Living in a secular age as we do, we see things mainly with eyes for the here and now, which often boils down to politics and economics. What’s the country going to be like under President Trump? What’s the economy going to be like? Unfortunately when we look at things only like that, we can end up being small minded. We can think that what we see and hear and touch now is all there is. We lose a larger vision of life.

We need the spark, the light, of revelation.

Can we see that light in the mystery of the Epiphany we celebrate today? It begins with a star, guiding some travelers on their way. Can this mystery lift up our secular minds and point out something more? Is our world being guided by a Star?

To start, let’s not see the story of the Magi as a cute story of some people riding on camels coming to see Jesus. More than that, it’s a revelation of God’ divine plan which carries news for us and our world, and it’s as important now as it was then.

The Magi story is only found in the Gospel of Matthew, who was writing for Jewish Christians in Galilee and the Syria about the end of the first century. The temple of Jerusalem was recently destroyed and Jewish Christians like other Jews were facing an unknown, disturbing future. When Jesus came to them, he began his mission saying to the Canaanite woman, who pleaded for a cure for her daughter, “I was sent only to the lost sheep of the house of Israel.” (Mt 15;24)  “Go nowhere among the Gentiles, and enter no town of the Samaritans, but go rather to the lost sheep of the house of Israel,” Jesus first told the twelve whom he sent out to preach. (Mt 10, 5) It looked as though the promises of God were for the Jews and them alone.

But that made the promises of God too small.

Matthew’s story of the Magi was a reminder that the gospel was meant for others besides. Jesus came for all, though his ministry was first to the Jews. God wants the world to be one family and he wishes his gifts and graces be given to many peoples and places. God doesn’t save a few.

The Magi may have come from present day Iran or Yemen; two places we hardly view positively today. We tend to see ourselves a privileged people and our own country a promised land. God is on our side. Better to leave the rest of the world to its wars, its earthquakes, its immigrants, its divisions, its problems. As the old song once said, let’s find “perfect peace, where joys never cease, and let the rest of the world go by.”

We can’t let the rest of the world go by.

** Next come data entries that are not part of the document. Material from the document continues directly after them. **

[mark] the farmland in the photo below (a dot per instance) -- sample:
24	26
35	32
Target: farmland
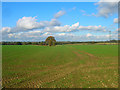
61	66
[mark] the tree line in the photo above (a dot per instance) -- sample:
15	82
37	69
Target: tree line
56	43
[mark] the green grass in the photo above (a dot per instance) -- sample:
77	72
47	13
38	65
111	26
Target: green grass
73	66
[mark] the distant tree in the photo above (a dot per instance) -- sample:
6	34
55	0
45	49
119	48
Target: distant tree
41	43
53	43
18	43
50	40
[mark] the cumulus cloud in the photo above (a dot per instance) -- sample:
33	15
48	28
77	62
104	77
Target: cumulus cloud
107	8
31	23
73	28
116	20
59	14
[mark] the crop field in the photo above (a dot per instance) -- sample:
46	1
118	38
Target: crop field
61	66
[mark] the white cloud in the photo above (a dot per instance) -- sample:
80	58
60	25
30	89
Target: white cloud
92	28
116	20
59	14
88	35
74	27
107	8
31	23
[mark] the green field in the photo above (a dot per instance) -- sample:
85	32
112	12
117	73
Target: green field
61	66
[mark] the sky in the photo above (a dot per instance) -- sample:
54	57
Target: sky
66	21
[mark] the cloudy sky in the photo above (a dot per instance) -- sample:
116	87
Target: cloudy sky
66	21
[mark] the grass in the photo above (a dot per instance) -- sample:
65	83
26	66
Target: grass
72	66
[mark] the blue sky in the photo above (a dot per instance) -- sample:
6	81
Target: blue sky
86	21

The story of the Magi reminds us we live in a big world that God means to be one. The story of the Magi is not a sweet story about people on camels who looked and dressed and spoke differently than us. They’re symbols of the world beyond ours that’s called by God to share in his promises.

And the newcomers come with gifts.

4 thoughts on “The Epiphany

  1. Clare Ann Fitzgerald

    Thanks, Father Victor, for much needed words of unity at a time of transition.

    Clare Ann

  2. Berta

    Yes, “the newcomers come with gifts”. We are forgetting in these times that many immigrants have come with “gifts” to the U S. They’ve come with a plan for a better future thus bringing the best of themselves. The Wise Men went to Jesus also bringing the best of themselves. They brought love, praise, admiration, awe, humility, and all types of treasures for the newly born babe. A babe that promised new life. A babe that grew up and gave us New Life! Let’s pick up where the Wise Men left off. Let’s continue to bring the love that Jesus brought and the Wise Men gave that day. Let’s see all people with their eyes and welcome them into this vast , beautiful land. A land that is made up of immigrants. A land of faith, Hope and most importantly LOVE!!!!

  3. Rosemarie Byrnes

    One of the best articles I have read on the Epiphany. Thank you for sharing and may God bless us all!

  4. cenaclemary12

    On a light-er note: I enjoy looking skyward for pleasure not as the Magi did out of necessity for direction. Riding camels for long distances I do not relate to. Gift-giving does give me a way to show my love for the receiver. Oh one more thing we have in common: there really were four Magi who came to the stable. But he was not allowed in because he brought a fruitcake.
    (Ha-Ha) After the Wise Men left three Wiser women arrived with gifts of diapers, casseroles, and lots of formula. They also cleaned the stable.(LOL)
    BTW the Magi were the first men ever to ask for directions!